I wonder how this analysis will resonate with those who complain that one’s competency to act as an attorney can be judged by one’s age. Shouldn’t conduct be the standard? Aren’t you presumed innocent (i.e., competent) until proven otherwise? That would be ageism … a status I think that is also protected by law.
The IRS lost its appeal to institute competency exams for as many as 700,000 paid tax preparers. The federal court said the IRS lacked the authority to impose the new rules without congressional authorization. While this argument would not likely hold water as concerns additional licensing requirements for lawyers, the arguments used rang a bell.
For example, i) the proposed regulations were onerous; ii) the proposed regulations would have put thousands of mom-and-pop tax preparers out of business. On the other side of the coin, the IRS needed to weed out ill-trained and incompetent tax preparers.
Paid tax preparers fill out 60% of all U.S. tax returns and the government has found significant problems over the years by the work done by this group.

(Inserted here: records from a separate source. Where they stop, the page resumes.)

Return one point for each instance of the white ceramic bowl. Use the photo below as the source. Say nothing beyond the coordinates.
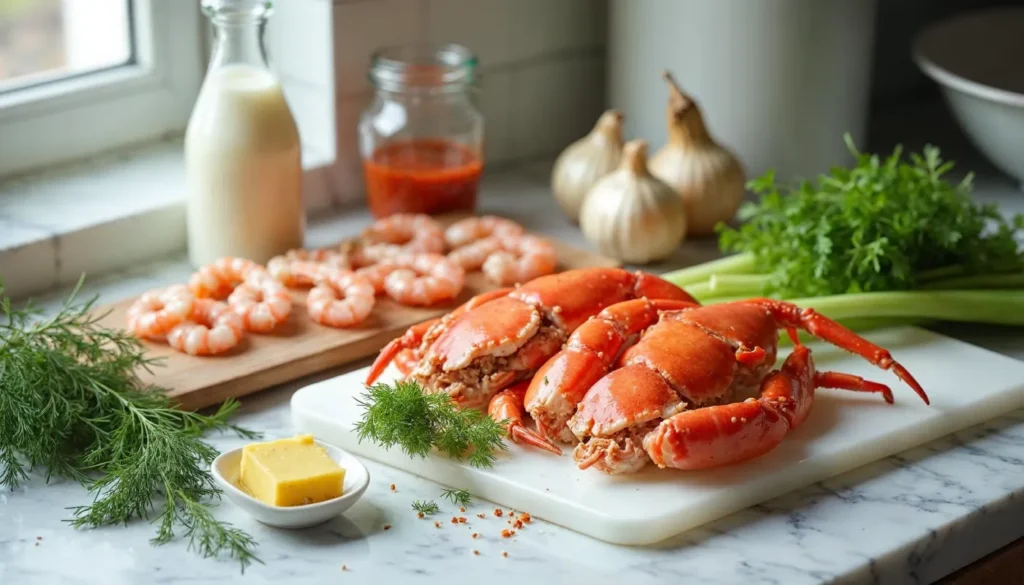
(225, 471)
(976, 59)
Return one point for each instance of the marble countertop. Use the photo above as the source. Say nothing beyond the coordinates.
(907, 518)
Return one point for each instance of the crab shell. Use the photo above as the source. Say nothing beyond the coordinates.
(477, 352)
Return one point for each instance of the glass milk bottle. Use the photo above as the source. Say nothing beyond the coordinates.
(243, 158)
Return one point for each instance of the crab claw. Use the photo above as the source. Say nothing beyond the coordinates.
(507, 406)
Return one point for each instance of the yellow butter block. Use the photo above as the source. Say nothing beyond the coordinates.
(290, 472)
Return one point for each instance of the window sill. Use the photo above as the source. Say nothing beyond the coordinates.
(108, 214)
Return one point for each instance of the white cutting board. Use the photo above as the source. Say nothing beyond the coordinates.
(967, 385)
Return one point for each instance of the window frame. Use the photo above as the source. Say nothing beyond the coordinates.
(99, 112)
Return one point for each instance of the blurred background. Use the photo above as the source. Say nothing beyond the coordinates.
(779, 81)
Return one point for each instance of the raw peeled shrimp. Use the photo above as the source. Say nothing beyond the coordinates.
(403, 233)
(341, 298)
(521, 259)
(156, 311)
(472, 228)
(421, 280)
(218, 279)
(299, 267)
(212, 328)
(262, 302)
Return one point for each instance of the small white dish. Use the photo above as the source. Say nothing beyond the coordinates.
(225, 470)
(975, 59)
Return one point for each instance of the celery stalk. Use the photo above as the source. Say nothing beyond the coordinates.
(860, 325)
(735, 264)
(996, 281)
(994, 306)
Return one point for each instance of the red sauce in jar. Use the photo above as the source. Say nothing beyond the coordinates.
(423, 175)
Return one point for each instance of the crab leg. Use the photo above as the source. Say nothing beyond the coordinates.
(507, 406)
(818, 325)
(734, 432)
(591, 351)
(414, 335)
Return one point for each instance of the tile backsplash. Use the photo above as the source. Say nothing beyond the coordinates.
(542, 66)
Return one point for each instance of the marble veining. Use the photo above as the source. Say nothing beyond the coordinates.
(904, 519)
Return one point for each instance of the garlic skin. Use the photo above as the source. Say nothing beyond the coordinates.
(631, 215)
(586, 161)
(709, 177)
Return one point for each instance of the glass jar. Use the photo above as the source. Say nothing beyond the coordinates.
(243, 155)
(422, 137)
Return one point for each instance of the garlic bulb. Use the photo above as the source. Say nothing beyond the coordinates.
(708, 176)
(587, 160)
(632, 215)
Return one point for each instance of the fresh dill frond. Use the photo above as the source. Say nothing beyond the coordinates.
(402, 415)
(72, 405)
(427, 508)
(460, 497)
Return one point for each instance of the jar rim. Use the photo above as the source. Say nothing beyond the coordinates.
(423, 65)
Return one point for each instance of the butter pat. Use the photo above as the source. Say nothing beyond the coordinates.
(290, 472)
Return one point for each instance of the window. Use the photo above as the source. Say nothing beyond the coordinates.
(81, 77)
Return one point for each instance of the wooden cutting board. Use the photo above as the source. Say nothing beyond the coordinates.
(301, 347)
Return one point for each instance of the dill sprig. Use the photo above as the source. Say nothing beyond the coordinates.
(72, 405)
(426, 508)
(460, 497)
(403, 415)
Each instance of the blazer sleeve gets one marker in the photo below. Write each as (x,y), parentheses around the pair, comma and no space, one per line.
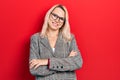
(69,63)
(34,54)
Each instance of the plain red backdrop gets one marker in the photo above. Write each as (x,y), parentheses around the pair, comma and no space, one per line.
(95,23)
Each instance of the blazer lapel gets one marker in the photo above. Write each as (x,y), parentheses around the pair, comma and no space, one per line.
(46,43)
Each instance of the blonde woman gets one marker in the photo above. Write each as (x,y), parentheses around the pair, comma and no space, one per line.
(54,54)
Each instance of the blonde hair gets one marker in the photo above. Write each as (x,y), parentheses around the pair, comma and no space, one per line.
(65,29)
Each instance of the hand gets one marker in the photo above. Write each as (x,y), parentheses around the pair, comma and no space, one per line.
(72,53)
(35,63)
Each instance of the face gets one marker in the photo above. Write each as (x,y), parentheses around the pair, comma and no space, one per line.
(56,19)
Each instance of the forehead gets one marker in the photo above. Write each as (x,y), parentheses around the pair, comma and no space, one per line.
(59,12)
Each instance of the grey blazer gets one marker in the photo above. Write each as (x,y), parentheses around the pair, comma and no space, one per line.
(61,66)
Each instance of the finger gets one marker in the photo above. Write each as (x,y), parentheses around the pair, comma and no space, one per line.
(32,60)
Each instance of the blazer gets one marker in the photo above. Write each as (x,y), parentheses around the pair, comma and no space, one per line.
(61,67)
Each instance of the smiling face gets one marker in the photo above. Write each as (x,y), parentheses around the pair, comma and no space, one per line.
(56,19)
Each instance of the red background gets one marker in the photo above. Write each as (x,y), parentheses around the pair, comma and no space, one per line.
(95,23)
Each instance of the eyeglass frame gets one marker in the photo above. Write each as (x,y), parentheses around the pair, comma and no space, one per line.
(61,19)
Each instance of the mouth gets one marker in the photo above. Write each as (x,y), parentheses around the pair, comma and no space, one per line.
(54,24)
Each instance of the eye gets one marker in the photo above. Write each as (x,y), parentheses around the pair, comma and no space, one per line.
(62,19)
(54,16)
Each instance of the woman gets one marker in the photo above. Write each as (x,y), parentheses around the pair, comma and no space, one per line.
(54,54)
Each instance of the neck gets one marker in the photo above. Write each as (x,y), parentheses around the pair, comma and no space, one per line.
(52,33)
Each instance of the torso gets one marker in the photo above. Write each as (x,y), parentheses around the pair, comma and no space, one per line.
(52,41)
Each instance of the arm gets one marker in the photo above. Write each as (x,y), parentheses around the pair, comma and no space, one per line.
(69,63)
(34,54)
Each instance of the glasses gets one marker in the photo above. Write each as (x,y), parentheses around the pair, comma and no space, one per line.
(55,17)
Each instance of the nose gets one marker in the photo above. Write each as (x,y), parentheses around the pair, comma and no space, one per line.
(57,20)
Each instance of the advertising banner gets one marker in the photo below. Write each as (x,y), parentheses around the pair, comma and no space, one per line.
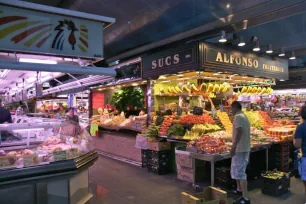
(40,32)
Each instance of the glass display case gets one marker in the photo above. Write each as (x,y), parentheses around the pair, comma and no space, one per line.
(38,143)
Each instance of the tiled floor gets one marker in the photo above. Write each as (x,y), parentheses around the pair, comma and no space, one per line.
(114,182)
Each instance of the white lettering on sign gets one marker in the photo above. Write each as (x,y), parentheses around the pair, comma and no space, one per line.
(169,60)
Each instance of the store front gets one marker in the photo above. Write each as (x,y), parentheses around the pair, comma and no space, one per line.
(192,86)
(119,113)
(46,161)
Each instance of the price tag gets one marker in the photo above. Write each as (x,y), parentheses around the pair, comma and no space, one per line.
(214,112)
(8,161)
(30,160)
(72,153)
(60,155)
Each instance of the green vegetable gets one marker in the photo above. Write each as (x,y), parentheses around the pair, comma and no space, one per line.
(176,130)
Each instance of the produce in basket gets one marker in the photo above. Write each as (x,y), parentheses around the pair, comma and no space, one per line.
(176,130)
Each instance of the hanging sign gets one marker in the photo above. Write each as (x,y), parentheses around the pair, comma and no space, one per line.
(129,71)
(228,60)
(297,80)
(97,100)
(183,57)
(42,32)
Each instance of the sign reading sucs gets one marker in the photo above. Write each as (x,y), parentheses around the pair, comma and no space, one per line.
(34,31)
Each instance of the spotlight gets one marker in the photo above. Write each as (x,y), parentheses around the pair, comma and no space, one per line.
(223,37)
(269,50)
(241,42)
(281,52)
(256,47)
(292,56)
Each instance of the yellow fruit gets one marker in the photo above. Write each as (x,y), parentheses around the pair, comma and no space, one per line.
(216,88)
(210,87)
(244,89)
(203,87)
(178,89)
(194,87)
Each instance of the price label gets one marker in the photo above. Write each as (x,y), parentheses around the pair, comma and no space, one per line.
(60,155)
(30,160)
(72,153)
(8,161)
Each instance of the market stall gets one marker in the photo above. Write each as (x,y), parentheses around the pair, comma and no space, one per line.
(192,86)
(119,113)
(43,160)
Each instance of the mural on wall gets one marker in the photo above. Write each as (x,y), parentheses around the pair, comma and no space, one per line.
(34,31)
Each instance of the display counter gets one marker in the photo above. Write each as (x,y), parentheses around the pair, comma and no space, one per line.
(58,182)
(118,143)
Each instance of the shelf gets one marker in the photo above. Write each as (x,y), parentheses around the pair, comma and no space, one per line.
(178,95)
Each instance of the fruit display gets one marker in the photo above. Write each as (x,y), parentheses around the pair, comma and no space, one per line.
(226,122)
(151,131)
(196,119)
(265,117)
(220,135)
(165,125)
(256,90)
(209,145)
(176,130)
(253,117)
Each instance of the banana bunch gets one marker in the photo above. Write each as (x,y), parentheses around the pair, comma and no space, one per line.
(213,88)
(173,90)
(256,90)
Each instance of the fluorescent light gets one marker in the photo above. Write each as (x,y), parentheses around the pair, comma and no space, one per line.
(223,37)
(256,47)
(282,52)
(4,73)
(27,60)
(292,57)
(241,42)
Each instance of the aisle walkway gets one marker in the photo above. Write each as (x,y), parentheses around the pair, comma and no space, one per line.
(114,182)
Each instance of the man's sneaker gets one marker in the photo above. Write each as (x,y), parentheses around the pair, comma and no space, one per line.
(242,200)
(237,192)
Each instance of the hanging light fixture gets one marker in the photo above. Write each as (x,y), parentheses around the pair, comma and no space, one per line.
(256,48)
(281,52)
(292,56)
(223,37)
(269,50)
(241,42)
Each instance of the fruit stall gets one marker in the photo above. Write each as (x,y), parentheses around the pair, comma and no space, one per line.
(119,113)
(189,96)
(48,161)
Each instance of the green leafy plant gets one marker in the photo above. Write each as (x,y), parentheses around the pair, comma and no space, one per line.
(128,97)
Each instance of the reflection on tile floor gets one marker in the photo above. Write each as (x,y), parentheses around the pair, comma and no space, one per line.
(114,182)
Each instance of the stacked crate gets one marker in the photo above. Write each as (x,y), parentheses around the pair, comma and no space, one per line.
(282,156)
(223,178)
(276,183)
(189,170)
(157,161)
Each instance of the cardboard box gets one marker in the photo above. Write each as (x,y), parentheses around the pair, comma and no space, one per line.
(183,158)
(210,195)
(158,146)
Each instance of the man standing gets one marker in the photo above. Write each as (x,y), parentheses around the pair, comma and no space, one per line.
(299,141)
(5,115)
(240,151)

The arguments are all to familiar and can be super-imposed on the legal profession where more than 60% of the practitioners are solo.
The question always is "how good does good have to be?" What would these people do if they couldn’t find a tax preparer (substitute attorney) at a price they could afford to pay for work that was substantially correct,even if not perfect?
I would like perfection … but even the best lawyers from major law schools (in my experience) are not perfect … are always at a price that most of us can’t afford to pay. As one of my mentors has said, don’t shoot for perfection; when you’re 80% good, go!
Related to this, though by a stretch, I listened to an NPR program in the last couple of days that talked about teenage suicide, a growing epidemic. The psychologists maintain that the stress caused by our current generation seeking perfection, and then realizing they can’t reach that goal, is the catalyst for many suicide attempts.
To the IRS and to the Bar: Define "competence" so our professionals can attain the standard and the average American citizen can afford to engage professional assistance.